Tracing the history of First Amendment jurisprudence, Jacob Sullum, the senior editor of the libertarian Reason magazine, shows that the Post is absolutely right:
Even though the U.S. Supreme Court applies a relaxed First Amendment standard to “commercial speech,” it has overturned much less sweeping restrictions on tobacco advertising…
In the 2001 case Lorillard Tobacco v. Reilly, the Supreme Court overturned a Massachusetts ban on tobacco billboards within 1,000 feet of a school or playground…(the court) said the 1,000-foot rule swept too broadly, barring outdoor tobacco advertising from “a substantial portion of Massachusetts’ largest cities” and in some places amounting to “nearly a complete ban on the communication of truthful information about smokeless tobacco and cigars to adult consumers.”
Based on similar reasoning, the U.S. Court of Appeals for the 6th Circuit last year overturned the advertising restrictions imposed by the Family Smoking Prevention and Tobacco Control Act of 2009, which banned the use of color or pictures in outdoor ads, indoor ads (except those in adult-only businesses), and print ads carried by publications with significant underage readerships…
Again, these regulations, while also aimed at protecting children, were less restrictive than the regulations that the Amendment 64 task force is recommending for marijuana, which would ban ads pretty much everywhere except “adult-oriented” publications and websites.
From this, Sullum concludes that “it is hard to see how an ad ban as broad as the one favored by the task force could survive judicial review.”
He’s probably – and hopefully – right, though that gets back to the initial point about obscenity. The judicial system has interpreted the First Amendment to not fully protect content that localities deem “obscene.” This, of course, is how municipal governments have been able to regulate stuff like, say, pornography.

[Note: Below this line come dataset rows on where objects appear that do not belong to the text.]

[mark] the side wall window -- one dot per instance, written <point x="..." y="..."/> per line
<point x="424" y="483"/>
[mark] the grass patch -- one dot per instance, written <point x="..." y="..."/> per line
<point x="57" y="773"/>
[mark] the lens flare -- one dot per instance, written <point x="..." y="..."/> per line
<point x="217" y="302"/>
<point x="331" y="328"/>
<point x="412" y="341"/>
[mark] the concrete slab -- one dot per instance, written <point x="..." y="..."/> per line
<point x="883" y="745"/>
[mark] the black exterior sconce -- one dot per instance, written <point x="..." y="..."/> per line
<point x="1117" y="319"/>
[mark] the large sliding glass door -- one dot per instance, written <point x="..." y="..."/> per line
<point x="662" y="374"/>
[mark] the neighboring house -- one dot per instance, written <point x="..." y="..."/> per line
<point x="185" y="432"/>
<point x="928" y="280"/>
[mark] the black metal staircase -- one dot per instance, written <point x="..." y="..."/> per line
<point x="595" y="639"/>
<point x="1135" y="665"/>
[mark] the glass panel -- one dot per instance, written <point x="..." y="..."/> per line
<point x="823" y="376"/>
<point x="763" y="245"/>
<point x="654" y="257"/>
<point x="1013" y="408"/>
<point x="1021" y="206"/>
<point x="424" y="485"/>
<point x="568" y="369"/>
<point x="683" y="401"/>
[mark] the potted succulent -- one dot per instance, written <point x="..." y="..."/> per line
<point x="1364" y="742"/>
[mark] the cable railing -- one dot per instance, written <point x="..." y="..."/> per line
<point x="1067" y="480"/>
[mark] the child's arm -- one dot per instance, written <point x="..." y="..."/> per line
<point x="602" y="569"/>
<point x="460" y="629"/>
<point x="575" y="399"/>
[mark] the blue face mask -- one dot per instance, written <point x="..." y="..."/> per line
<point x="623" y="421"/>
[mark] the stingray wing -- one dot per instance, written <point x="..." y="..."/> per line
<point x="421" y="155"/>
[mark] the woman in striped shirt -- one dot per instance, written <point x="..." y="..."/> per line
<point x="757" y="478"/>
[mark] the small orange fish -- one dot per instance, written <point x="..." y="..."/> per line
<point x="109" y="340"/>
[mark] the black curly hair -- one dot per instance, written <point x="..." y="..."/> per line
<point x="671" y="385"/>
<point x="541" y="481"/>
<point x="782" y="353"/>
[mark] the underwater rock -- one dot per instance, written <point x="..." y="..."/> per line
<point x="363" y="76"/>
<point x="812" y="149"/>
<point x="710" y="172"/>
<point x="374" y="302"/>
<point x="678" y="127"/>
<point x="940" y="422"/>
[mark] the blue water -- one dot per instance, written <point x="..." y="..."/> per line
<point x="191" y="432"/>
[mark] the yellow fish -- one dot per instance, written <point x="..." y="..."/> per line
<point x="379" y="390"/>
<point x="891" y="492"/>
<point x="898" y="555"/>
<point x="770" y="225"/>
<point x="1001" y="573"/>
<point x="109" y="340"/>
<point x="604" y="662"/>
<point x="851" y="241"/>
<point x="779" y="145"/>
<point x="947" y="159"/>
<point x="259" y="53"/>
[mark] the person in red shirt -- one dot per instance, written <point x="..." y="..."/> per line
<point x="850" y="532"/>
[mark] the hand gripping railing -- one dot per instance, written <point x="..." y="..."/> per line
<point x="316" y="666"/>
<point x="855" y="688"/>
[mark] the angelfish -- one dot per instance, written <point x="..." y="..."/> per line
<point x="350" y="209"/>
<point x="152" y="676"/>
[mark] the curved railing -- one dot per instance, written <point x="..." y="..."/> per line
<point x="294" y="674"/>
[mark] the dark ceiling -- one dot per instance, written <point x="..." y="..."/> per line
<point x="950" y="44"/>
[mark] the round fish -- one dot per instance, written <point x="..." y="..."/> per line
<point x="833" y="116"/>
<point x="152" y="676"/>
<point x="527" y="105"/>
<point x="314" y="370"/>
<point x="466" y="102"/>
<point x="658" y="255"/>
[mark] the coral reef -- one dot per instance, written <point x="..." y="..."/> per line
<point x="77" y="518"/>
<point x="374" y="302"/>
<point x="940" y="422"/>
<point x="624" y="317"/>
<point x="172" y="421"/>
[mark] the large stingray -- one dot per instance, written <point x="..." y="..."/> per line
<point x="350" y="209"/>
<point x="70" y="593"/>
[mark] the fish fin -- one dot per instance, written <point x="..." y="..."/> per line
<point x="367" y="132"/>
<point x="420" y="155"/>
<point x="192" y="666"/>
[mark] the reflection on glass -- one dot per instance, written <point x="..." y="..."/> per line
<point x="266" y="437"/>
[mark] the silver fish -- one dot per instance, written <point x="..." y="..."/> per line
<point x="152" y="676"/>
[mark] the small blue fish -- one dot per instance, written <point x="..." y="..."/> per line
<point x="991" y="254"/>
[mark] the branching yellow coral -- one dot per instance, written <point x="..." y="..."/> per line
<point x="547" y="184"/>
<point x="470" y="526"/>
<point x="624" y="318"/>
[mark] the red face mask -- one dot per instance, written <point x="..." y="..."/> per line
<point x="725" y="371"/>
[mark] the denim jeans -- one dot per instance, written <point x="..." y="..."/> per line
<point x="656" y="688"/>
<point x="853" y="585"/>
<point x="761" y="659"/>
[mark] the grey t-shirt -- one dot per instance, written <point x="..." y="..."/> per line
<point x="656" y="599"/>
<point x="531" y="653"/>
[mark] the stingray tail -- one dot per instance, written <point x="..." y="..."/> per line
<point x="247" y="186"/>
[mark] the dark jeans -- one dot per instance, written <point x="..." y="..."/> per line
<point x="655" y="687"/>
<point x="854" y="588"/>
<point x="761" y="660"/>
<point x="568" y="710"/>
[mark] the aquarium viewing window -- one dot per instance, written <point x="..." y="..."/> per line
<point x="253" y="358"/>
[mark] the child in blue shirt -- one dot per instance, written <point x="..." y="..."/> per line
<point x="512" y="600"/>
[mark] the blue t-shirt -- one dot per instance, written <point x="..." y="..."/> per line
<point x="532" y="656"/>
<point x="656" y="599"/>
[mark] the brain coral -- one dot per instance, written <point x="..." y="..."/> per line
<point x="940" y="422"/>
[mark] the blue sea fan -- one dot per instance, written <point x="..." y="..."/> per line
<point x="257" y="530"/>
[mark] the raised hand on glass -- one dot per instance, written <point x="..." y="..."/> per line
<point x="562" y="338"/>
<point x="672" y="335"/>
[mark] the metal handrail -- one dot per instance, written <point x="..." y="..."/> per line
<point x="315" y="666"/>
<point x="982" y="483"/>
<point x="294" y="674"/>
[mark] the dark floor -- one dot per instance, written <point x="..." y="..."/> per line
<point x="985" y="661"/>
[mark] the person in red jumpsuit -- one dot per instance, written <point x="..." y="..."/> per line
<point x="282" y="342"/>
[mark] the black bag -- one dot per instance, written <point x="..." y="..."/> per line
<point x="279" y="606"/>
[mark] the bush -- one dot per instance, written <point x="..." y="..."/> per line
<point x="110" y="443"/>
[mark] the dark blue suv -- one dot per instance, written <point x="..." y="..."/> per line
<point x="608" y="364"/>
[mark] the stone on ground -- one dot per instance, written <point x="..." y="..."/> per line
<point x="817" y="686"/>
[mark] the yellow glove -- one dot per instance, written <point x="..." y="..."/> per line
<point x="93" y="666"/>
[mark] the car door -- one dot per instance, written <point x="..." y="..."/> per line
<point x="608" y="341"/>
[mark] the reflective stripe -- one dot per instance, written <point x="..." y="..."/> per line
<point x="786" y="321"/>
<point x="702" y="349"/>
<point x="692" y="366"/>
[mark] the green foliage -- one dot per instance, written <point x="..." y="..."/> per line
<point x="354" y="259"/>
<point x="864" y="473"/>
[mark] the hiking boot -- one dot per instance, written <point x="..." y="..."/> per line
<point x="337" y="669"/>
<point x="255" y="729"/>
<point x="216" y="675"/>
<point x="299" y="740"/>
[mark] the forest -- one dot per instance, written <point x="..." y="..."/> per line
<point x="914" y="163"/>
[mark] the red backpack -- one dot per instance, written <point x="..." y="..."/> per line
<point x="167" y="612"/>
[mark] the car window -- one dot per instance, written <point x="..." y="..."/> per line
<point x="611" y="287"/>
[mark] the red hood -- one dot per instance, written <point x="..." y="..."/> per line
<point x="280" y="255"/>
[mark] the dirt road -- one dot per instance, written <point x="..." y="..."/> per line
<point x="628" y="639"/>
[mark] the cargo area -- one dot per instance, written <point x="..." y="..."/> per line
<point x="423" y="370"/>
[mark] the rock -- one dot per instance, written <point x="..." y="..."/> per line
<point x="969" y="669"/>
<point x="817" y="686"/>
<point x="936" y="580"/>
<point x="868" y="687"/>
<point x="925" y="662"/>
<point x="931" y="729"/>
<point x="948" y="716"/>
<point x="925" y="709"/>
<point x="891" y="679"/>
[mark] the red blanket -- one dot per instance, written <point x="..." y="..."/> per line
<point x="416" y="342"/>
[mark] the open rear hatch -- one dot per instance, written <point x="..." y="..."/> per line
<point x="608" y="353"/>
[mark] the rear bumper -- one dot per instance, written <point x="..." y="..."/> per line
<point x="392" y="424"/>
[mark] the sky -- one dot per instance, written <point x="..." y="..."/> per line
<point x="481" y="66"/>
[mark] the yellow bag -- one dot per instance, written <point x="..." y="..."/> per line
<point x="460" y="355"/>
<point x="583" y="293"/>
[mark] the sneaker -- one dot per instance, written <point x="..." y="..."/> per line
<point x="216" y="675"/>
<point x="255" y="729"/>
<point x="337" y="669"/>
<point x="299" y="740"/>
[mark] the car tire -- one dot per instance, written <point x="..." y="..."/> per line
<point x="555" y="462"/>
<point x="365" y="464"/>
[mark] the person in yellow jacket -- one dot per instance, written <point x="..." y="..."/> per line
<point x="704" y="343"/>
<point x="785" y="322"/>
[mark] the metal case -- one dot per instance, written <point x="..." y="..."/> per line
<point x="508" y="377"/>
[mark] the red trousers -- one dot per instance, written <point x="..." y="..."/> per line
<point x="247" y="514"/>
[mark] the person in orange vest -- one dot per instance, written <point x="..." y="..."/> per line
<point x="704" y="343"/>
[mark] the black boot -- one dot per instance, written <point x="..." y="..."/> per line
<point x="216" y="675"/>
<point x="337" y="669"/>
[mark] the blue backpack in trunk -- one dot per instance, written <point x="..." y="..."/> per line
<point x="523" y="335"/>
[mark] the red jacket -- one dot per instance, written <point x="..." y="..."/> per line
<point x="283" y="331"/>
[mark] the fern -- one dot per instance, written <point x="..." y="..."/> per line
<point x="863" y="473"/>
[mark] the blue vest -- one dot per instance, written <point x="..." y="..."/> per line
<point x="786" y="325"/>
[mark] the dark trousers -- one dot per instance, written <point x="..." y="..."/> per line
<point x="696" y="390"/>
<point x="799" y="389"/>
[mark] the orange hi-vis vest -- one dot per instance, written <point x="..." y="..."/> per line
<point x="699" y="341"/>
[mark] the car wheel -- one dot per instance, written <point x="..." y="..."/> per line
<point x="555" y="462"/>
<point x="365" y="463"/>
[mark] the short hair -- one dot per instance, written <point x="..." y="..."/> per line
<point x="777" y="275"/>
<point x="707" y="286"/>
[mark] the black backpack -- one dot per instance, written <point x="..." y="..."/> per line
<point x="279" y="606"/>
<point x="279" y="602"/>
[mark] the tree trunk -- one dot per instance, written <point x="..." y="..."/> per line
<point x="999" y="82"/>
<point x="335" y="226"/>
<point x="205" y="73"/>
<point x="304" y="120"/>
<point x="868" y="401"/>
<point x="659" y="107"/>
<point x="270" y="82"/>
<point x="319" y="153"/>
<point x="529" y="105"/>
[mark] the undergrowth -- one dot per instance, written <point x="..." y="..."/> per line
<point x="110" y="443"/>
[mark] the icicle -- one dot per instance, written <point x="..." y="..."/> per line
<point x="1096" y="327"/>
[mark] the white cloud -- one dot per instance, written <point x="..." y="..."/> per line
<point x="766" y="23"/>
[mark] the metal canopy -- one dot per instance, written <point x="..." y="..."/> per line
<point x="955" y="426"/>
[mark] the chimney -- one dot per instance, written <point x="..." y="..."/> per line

Now the question becomes: will state and local governments claim that the marijuana leaf deserves the same “obscene” classification – and will the courts uphold such a claim?
Coming less than a year after the Chick-fil-A controversy saw a blatantly unconstitutionaleffort by some local governments to punish the restaurant chain for the (admittedly abhorrent) speech of its CEO, the Colorado quandary poses another serious and potentially far-reaching challenge to the First Amendment. Indeed, because the proposed marijuana ad ban is not a blanket content-neutral prohibition on an entire method or form of speech (like, say, the one on outdoor advertising in Sao Paulo), we could see the response to an inevitable court challenge end up widening the possible definition of obscenity in general; expanding the right of governments to persecute speech on the basis of content; and thus empowering authorities to regulate or even ban content they simply do not like.
That would be way bigger than a narrow challenge to ads with marijuana leaves – it would be a much larger affront to the First Amendment’s prohibition against “abridging the freedom of speech.”